Here is a letter that I received today from my friend, Edgar. He is Latino and Reformed and has a large heart for his people. 

Discuss amongst yourselves: 

On this May Day, as we see in the news or in your home town the Latino/Mexica people protesting and marching for immigration rights, I would like to offer these insights and even challenge.

How will the Reformed and Presbyterian Church respond to the growing number of immigrants, particularly the Latino/Mexica immigrants, which are the largest group?

Will individual Reformed and Presbyterians jump on the Republican, Nationalist, anti-immigration band wagon and thus alienate the immigrants from even giving an audience to the Reformed Faith? Speaking out against the "invasion" of the other cultures within our borders and wish to turn these "illegals" over to ICE (Immigration and Customs Enforcement)?

OR

Will the Reformed and Presbyterian Church/individuals act like Christ and stretch out their hands to the disliked and unloved Samaritans of our time? Dine with the harlots and tax collectors (so to speak or as many see the immigrants)? The duty of Christians is to proclaim the Gospel to all people regardless of their social standing, and not to be an agent to oppress those that are perceived below their status.

We talk about sending missionaries to foreign lands, what will we do with those from foreign lands that are at our doorstep? Ignore them or reach out to them with the one True Gospel? Many of them are Roman Catholic or Muslim by profession, WE can reach out to them and by the power of the Gospel and the work of the Holy Spirit they can become followers of Christ.

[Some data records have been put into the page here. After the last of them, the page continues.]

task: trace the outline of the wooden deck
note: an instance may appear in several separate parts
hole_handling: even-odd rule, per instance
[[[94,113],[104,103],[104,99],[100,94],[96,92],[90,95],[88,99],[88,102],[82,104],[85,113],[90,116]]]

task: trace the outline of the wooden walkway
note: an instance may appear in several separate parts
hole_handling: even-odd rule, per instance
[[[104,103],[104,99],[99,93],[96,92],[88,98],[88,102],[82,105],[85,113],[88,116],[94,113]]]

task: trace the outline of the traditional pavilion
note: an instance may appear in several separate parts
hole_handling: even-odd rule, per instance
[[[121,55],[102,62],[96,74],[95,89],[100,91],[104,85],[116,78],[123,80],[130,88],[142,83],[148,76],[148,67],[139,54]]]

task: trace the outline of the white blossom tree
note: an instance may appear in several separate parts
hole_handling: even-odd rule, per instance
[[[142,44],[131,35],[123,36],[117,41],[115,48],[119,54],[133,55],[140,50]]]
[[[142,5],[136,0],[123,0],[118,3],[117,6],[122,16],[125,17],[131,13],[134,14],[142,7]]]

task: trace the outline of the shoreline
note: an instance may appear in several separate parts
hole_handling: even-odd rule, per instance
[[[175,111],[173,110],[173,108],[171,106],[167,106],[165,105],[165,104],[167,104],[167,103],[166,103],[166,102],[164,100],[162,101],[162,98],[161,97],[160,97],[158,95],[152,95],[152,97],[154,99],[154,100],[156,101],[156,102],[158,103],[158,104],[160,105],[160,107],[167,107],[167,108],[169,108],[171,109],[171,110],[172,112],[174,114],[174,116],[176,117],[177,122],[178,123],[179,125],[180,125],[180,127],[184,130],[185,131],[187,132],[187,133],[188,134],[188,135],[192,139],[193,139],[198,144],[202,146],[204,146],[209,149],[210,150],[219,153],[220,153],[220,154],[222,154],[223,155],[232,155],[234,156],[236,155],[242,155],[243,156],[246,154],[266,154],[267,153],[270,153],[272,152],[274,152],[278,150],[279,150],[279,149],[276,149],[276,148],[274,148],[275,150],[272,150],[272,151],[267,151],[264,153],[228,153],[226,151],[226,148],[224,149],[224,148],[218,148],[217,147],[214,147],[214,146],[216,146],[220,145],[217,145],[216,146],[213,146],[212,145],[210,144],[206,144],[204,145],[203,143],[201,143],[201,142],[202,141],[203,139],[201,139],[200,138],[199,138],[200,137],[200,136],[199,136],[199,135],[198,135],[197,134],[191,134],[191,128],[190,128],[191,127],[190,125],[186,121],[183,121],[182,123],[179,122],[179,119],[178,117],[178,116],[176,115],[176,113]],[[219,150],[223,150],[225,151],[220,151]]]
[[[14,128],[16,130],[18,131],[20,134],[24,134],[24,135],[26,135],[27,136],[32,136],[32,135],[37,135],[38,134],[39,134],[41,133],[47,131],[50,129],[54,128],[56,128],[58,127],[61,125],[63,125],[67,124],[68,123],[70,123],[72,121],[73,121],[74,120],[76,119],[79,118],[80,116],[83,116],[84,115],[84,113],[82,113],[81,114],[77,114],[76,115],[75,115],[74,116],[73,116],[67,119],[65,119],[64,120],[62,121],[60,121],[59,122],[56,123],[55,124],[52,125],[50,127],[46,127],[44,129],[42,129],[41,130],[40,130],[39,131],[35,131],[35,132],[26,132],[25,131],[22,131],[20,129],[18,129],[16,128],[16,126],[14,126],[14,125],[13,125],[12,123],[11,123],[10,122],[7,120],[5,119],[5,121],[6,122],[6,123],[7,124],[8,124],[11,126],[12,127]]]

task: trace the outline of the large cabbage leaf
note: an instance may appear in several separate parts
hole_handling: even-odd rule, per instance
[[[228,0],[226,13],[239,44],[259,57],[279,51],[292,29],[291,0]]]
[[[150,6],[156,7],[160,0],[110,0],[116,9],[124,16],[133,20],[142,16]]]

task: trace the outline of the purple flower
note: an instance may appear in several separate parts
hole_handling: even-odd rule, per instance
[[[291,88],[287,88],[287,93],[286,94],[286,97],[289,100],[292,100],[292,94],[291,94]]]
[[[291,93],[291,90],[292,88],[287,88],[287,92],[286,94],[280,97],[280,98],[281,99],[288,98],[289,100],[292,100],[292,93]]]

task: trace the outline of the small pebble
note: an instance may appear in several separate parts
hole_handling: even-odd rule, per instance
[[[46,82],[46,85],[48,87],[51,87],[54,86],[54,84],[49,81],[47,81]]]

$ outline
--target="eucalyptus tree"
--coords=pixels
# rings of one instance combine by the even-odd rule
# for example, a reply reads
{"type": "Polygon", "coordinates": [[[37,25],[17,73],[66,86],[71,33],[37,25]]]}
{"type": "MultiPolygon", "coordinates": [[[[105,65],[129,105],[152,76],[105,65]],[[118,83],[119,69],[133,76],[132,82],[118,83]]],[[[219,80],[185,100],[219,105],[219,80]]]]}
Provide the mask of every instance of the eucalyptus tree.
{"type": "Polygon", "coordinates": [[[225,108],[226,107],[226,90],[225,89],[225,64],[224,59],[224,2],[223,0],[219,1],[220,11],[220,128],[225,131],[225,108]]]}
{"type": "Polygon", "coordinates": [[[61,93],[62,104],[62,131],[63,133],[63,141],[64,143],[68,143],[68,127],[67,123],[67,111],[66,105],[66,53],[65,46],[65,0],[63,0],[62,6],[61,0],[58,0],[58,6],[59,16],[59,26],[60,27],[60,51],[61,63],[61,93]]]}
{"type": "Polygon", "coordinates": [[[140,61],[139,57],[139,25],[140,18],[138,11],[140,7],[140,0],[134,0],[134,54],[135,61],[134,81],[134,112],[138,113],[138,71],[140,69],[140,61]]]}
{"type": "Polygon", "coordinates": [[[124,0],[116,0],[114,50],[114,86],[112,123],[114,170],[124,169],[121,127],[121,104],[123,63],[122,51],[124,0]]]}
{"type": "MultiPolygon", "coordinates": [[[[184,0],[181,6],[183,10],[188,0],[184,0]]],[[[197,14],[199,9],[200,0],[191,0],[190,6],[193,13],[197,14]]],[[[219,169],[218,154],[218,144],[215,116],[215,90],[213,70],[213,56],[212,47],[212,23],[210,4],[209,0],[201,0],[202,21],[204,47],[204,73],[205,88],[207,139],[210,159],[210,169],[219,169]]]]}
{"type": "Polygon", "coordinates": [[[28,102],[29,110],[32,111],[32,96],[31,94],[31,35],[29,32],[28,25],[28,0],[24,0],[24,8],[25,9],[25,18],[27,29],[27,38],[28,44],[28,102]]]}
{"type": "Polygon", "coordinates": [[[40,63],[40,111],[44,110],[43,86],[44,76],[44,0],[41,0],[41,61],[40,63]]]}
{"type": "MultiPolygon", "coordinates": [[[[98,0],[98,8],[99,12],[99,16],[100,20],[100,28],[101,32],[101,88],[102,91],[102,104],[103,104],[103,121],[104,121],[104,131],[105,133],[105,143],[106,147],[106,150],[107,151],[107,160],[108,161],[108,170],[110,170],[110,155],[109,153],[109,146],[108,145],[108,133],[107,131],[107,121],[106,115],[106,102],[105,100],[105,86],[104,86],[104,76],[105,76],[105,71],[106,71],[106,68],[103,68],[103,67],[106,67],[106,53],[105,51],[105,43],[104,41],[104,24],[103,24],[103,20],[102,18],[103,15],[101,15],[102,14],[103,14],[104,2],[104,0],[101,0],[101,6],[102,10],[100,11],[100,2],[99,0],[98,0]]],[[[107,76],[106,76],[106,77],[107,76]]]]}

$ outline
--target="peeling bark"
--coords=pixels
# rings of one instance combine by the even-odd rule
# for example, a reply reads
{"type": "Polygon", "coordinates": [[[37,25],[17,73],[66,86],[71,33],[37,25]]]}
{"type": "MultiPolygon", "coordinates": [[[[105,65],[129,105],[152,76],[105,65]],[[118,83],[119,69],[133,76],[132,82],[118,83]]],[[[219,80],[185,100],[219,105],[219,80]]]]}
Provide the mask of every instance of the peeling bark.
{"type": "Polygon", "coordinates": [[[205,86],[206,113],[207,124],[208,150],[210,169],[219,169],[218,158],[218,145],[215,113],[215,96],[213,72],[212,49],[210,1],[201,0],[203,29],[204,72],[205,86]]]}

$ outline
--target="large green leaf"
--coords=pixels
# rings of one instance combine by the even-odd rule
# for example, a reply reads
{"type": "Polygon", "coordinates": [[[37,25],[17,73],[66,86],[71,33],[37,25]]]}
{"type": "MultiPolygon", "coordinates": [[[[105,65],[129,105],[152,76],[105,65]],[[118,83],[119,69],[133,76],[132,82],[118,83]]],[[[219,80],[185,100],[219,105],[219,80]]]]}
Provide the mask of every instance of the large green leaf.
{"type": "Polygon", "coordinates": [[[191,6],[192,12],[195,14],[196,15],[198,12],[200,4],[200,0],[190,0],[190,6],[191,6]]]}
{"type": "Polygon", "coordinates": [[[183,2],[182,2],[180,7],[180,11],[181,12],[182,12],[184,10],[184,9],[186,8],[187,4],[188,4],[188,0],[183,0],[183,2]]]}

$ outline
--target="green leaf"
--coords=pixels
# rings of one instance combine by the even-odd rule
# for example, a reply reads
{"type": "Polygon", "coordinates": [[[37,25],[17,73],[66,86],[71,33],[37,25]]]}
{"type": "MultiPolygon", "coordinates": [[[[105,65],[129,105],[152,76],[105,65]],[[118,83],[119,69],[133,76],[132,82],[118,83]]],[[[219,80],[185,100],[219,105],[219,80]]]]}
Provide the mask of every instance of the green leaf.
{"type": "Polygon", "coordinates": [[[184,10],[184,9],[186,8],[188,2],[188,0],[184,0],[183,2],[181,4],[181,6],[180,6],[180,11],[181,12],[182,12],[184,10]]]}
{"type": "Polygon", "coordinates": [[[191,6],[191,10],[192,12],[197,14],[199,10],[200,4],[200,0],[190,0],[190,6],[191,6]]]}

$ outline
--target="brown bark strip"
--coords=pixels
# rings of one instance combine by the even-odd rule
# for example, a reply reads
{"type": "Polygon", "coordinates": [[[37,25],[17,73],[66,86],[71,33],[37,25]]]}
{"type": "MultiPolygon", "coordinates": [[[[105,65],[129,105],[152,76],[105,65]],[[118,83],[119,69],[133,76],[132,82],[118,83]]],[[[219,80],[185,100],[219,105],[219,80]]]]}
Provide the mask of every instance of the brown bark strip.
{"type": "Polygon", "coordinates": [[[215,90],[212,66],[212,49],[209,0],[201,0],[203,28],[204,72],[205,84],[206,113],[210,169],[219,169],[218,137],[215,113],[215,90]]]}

The Church has a tremendous opportunity and even obligation to reach out to the newly arrival in this nation. I pray that the Church does not squander this due to political ideology that can cause Christians to act contrary to the Gospel proclamation as was done towards the African-Americans.


----------



## Reformed Covenanter (May 2, 2008)

Good post Nate. It is important that Christians get their socio-politcal ethics from the Bible and not from GOP or British Conservative politicians. Although I do not believe that immigrants should be citizens until they become members of a Protestant church, nevertheless, there should be no restrictions upon them sojourning in our nations (as long as they do not openly practice false religion, and there is no welfare state for them - or anyone else - to live off).


----------